Media as atomic structures

Root posts: On the new opening of a domainThe bias of communication

Marshall McLuhan aimed to initiate the scientific investigation and mapping of the domain of human sciences and humanities through the identification of the structure of its atomic elements — “media”.

Atoms in the physical sciences are not ‘a-tomic’ (Greek: ‘un-cuttable’) in the sense that they have no smaller components. Particle physics is the study of just how complex (and therefore ‘cuttable’) these atomic structures are.  The chemical atoms are  ‘uncuttable’ only in the sense — only in the fundamental sense — that important definition and investigation must focus on them. Exactly so with McLuhan’s media.
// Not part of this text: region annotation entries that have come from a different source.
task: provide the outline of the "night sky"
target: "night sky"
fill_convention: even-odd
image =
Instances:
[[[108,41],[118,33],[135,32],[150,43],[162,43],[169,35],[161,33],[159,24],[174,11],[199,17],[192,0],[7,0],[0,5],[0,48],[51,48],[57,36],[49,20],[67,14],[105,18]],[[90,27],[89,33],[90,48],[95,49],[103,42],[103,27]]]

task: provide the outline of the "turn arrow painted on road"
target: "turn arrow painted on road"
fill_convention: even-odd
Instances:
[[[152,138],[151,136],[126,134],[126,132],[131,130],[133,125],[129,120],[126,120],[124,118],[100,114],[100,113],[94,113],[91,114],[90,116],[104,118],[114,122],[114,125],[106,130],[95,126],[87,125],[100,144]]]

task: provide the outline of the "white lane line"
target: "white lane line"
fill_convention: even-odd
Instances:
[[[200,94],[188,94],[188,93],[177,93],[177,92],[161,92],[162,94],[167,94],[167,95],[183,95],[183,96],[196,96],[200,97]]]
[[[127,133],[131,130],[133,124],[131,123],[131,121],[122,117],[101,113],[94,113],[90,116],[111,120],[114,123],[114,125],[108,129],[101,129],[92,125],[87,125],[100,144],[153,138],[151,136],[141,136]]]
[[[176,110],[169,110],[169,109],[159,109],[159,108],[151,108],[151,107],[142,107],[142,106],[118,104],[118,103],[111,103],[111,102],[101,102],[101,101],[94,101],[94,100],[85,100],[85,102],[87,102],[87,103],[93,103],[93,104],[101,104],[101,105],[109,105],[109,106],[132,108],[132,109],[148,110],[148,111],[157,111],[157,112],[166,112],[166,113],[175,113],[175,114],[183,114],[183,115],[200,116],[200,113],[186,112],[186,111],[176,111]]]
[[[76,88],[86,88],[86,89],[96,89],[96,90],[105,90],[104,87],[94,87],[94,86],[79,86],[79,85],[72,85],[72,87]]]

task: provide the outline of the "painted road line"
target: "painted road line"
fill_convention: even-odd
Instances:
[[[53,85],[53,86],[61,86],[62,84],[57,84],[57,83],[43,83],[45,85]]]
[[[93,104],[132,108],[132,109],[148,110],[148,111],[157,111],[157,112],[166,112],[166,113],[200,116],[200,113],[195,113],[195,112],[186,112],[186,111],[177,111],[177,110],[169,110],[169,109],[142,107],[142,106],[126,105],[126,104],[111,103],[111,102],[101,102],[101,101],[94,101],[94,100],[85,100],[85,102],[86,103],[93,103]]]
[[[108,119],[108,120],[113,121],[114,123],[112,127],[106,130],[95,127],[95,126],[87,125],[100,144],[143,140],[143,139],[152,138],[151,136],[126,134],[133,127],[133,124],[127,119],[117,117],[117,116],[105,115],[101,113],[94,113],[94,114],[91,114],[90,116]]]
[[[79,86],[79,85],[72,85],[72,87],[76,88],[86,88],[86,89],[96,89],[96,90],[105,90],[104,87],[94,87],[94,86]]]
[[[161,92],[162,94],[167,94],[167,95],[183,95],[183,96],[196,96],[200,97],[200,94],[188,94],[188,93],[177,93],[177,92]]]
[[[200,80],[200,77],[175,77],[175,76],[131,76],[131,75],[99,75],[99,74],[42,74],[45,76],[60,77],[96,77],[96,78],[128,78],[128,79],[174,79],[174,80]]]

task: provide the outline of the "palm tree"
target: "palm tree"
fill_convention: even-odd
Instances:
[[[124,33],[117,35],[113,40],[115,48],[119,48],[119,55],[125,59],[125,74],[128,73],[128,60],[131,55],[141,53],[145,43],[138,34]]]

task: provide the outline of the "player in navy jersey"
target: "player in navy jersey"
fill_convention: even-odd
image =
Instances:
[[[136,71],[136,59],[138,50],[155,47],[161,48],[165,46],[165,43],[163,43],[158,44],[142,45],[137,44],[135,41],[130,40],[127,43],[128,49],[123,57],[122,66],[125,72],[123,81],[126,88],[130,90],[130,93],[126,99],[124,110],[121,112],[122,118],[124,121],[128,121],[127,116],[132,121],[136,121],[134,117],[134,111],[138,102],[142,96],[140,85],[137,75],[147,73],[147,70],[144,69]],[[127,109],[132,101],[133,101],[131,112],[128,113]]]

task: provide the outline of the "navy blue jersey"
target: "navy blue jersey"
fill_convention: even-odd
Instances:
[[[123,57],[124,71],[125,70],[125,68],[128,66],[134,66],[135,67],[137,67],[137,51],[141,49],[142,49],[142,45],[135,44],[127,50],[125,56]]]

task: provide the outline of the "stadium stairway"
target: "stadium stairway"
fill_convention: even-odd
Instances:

The basic ‘particles’ of media are “eye and ear”:

There are only two basic extreme forms of human organization. They have innumerable variants or “parti-colored” forms. The extreme forms are the civilized and the tribal (eye and ear)… (TT 22)

All material elements are expressions of the formula (PE)n. Their atoms are composed of some matching number (n) of protons and electrons (PE), plus some roughly matching number of neutrons (Nx), where x approximates n, but can also be zero. The “two basic extreme forms” of the chemical element are therefore the proton and the electron. All of the chemical elements — and all the “innumerable” things compounded of those elements — are “variants” of their combination.

In a comparable way, all elementary media are a relation R of the “basic extreme forms” of eYe and eAr — eYe R eAr — but here the relation R does not consist of some quantifiable matching number, but of some variable quality of “preference” and “stress”. (The designations eYe and eAr are intended only to indicate that these are formal structures and not senses as found objects. The same holds for toUch which McLuhan generally treats as R. This sort of refocus from found object to formal structure explains how it is that McLuhan can speak of using the eye as an ear or can think of TV as a medium of touch, not of vision.  An analogous turn from found object to structure occurs with chemistry or, indeed, with any scientific law like Galileo’s law of falling bodies.)

“Preference” is the valorization or marking or identification with either the eYe or eAr side of R — or with both sides at once (“all at once”). “Preference” is therefore an expression of R:

The “meaning of meaning” is relationship. (TT 3)

A Mendeleev’s table of elemental media would set out the complete range of R.  As early as 1944, the 33-year-old McLuhan concluded an essay on his Cambridge teachers, Richards, Empson and Leavis, with reference to:

the journey which remains to be accomplished before winning an overall view, which is plenary critical judgment. (‘Poetic and Rhetorical Exegesis: The Case for Leavis against Richards and Empson’, Sewanee Review, 52(2), 1944, 276)

Such judgement would be “overall” and “plenary” in two senses.  First, it would envision the complete range of the ways in which humans ‘make sense’ and would judge in light of this range.  To compare: chemistry is a map of the range of the ways in which physical materials exist; chemical analysis situates substances and reactions in light of this range. Second, since such judgement would itself fall within this range, it would itself be “overall” and “plenary” in the sense that it would be that way of ‘making sense’ best able, or perhaps uniquely able, to initiate and accomplish such judgement.

“Stress” is the color of “preference”.  The valorization of eYe, for example, can be made in a violently one-sided way against eAr or it can be made in a way which also acknowledges the virtues of eAr. The same is true for eAr preference. Every “preference” state is further marked by some such “stress”.

Following on “preference”, therefore, “stress” is a further specification of R:

The “meaning of meaning” is relationship. (TT 3)

The difference between the domain of the physical sciences and the domain of the human sciences is that R is fundamentally invariable in the former and fundamentally variable in the latter. In this sense, among many others, the medium (R) is the message.

Further, just as the solution to all problems in physical nature lie within chemistry, so in the human sciences “all solutions are in the very words by which people confuse and hide their problems” (TT 103). Here again, in a different sense,  the medium (the revisioned domain of human sciences and humanities) is the message.

Further still, just as the identification of the chemical element was the key to the revisioned domain of physical sciences that has developed in the last two centuries, so the medium as the elementary structure in the domain of the human sciences is the key to a parallel development in it:  the medium (as the elementary structure) is the message

“Preference” and “stress” as markers of R are markers of bias. And it is exactly the bias of communication that enables rigorous investigation of the human domain.